Careers for Project Management Graduates

  • Administrative Services Manager
    Administrative services managers oversee administrative department operations and employees, ensuring office spaces operate smoothly and efficiently. They often establish, revaluate, and alter departmental systems. These professionals may also hire, train, monitor, and direct staff members as they answer phones, distribute mail, store paperwork, and schedule meetings. According to PayScale, administrative managers make an average base salary of $67,600 per year.
  • Art Director
    Art directors manage the visual style and images used in magazines, newspapers, product packaging, and entertainment productions. They either create designs themselves or oversee the artwork and/or layouts of others employees. These professionals may also review and approve designs, talk to clients about artistic needs, develop budgets, establish project timelines, and present final products for approval. According to PayScale, art directors make an average base salary of $72,350 per year.
  • Construction Manager
    Construction managers plan, coordinate, budget, and supervise construction projects from start to finish. They are often responsible for preparing cost estimates, explaining contracts, collaborating with architects, and selecting subcontractors. These professionals also monitor project progress, respond to delays and emergencies, and ensure compliance with all relevant legal requirements. According to PayScale, construction managers make an average base salary of $80,050 per year.

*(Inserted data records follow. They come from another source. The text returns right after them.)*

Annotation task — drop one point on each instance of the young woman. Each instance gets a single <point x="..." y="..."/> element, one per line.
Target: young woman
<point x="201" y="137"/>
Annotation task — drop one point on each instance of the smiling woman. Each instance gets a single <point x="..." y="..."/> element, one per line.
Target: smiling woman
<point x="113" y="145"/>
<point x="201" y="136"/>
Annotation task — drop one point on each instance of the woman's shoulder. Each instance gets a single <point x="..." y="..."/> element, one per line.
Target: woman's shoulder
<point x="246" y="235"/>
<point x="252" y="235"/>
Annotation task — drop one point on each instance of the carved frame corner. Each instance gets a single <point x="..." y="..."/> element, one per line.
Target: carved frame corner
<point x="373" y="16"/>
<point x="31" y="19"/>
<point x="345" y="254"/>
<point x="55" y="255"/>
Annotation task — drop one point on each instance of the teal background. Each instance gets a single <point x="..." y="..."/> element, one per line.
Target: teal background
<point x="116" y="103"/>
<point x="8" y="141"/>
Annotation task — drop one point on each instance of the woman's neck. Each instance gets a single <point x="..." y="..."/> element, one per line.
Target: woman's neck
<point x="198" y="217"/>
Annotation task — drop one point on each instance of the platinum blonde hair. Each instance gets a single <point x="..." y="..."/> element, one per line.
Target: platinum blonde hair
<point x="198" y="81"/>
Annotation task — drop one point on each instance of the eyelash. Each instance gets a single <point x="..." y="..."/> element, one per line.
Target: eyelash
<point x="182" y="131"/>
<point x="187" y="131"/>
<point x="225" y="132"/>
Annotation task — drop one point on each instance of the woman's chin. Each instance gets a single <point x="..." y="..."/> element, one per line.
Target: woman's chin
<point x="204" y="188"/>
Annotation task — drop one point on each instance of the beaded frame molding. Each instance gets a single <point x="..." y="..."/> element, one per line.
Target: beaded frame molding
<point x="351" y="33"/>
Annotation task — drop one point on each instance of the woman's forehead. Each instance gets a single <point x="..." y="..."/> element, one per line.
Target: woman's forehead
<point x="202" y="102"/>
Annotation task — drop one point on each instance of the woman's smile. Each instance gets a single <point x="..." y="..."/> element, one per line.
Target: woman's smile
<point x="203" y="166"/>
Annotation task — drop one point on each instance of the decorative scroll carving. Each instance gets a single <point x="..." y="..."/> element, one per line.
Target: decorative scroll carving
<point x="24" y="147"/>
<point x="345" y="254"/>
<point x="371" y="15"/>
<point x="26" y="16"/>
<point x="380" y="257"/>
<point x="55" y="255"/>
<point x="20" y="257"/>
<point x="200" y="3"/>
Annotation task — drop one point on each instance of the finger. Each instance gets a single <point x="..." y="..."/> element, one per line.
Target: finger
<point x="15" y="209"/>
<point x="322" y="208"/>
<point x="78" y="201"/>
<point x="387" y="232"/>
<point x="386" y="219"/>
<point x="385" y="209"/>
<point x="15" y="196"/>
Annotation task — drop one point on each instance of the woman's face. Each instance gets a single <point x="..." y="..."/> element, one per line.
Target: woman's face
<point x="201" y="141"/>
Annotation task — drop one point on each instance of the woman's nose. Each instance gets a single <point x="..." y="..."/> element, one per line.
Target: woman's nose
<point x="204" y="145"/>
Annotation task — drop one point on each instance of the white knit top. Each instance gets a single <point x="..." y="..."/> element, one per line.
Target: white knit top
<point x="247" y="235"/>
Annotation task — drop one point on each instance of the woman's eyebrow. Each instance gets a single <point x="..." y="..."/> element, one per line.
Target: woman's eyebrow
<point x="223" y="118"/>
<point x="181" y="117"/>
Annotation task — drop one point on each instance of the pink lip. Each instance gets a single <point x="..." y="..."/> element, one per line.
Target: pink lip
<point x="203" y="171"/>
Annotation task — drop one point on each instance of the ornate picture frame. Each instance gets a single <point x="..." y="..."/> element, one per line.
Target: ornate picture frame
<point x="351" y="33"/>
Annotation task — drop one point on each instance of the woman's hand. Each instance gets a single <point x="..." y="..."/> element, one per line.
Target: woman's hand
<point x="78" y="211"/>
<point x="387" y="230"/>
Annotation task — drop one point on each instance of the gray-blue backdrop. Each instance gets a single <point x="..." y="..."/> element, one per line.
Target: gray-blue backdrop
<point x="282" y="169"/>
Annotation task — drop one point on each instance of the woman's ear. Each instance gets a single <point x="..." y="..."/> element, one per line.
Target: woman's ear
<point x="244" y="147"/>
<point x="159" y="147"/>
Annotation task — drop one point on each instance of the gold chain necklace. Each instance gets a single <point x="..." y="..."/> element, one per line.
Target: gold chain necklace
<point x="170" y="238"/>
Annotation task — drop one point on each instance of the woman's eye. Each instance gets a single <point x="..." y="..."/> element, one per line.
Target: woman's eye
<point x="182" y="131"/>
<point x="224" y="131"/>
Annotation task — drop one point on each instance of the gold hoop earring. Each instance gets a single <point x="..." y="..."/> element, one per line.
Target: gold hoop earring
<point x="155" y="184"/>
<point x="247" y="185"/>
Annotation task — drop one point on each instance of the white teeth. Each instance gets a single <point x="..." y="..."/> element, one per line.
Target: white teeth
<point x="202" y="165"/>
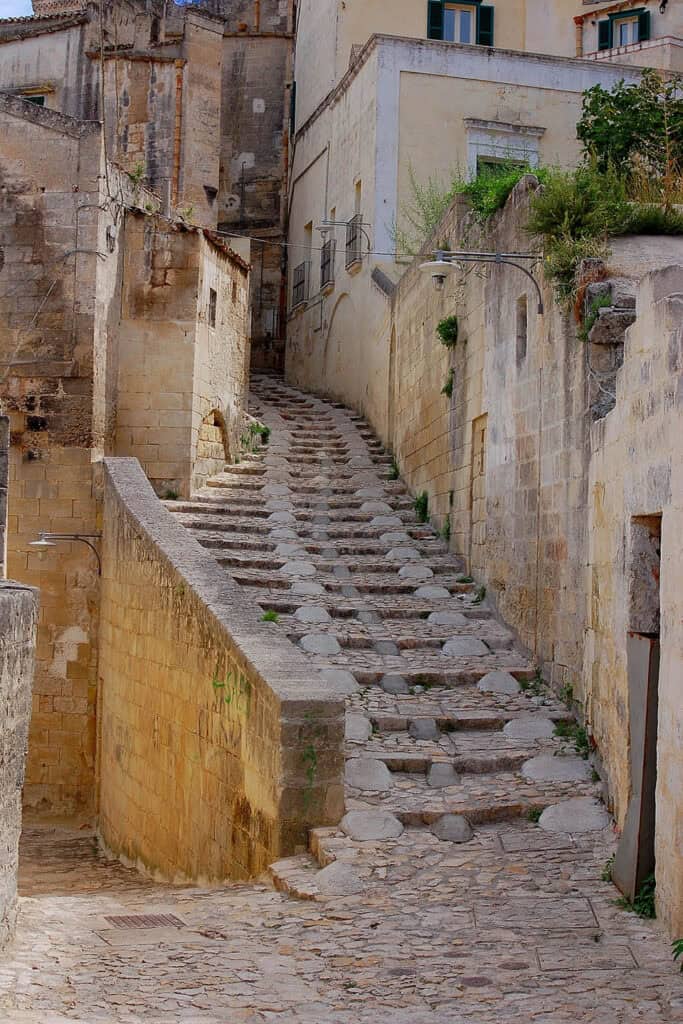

  • Digital Marketing Manager
    Digital marketing managers plan and oversee campaigns meant to promote brands, products, and/or services for the companies and organizations that employ them. They are often actively involved in campaign design, as well as analyzing metric and identifying trends. These professionals may also be responsible for art direction and/or social media management. According to PayScale, digital marketing managers make an average base salary of $71,050 per year.
  • Facilities Manager
    Facilities managers oversee the operation and maintenance of the buildings and grounds they are assigned. They are often responsible for cleaning, catering, hospitality, security, and parking. These professionals also respond to user needs and ensure that locations meet all applicable health and safety standards. According to PayScale, facilities managers make an average base salary of $69,800 per year.
  • Fundraising Manager
    Fundraising managers develop and manage campaigns intended to generate donations from various sources. They often spend time identifying and interacting with potential donors, as well as applying for grant money. These professionals are also regularly responsible for developing and executing fundraising events, maintaining communication with regular supporters, and providing stakeholders with regular updates regarding funding progress. According to PayScale, fundraising managers make an average base salary of $56,800 per year.
  • Supply Chain Manager
    Supply chain managers oversee logistics for the companies and organizations that employ them. They analyze operational performance, as well as resolve any issues that arise. These professionals are also regularly tasked with collaborating with vendors and supplies to ensure all shipping, delivery, quality, and safety standards are properly met. According to PayScale, supply chain managers make an average base salary of $85,000 per year.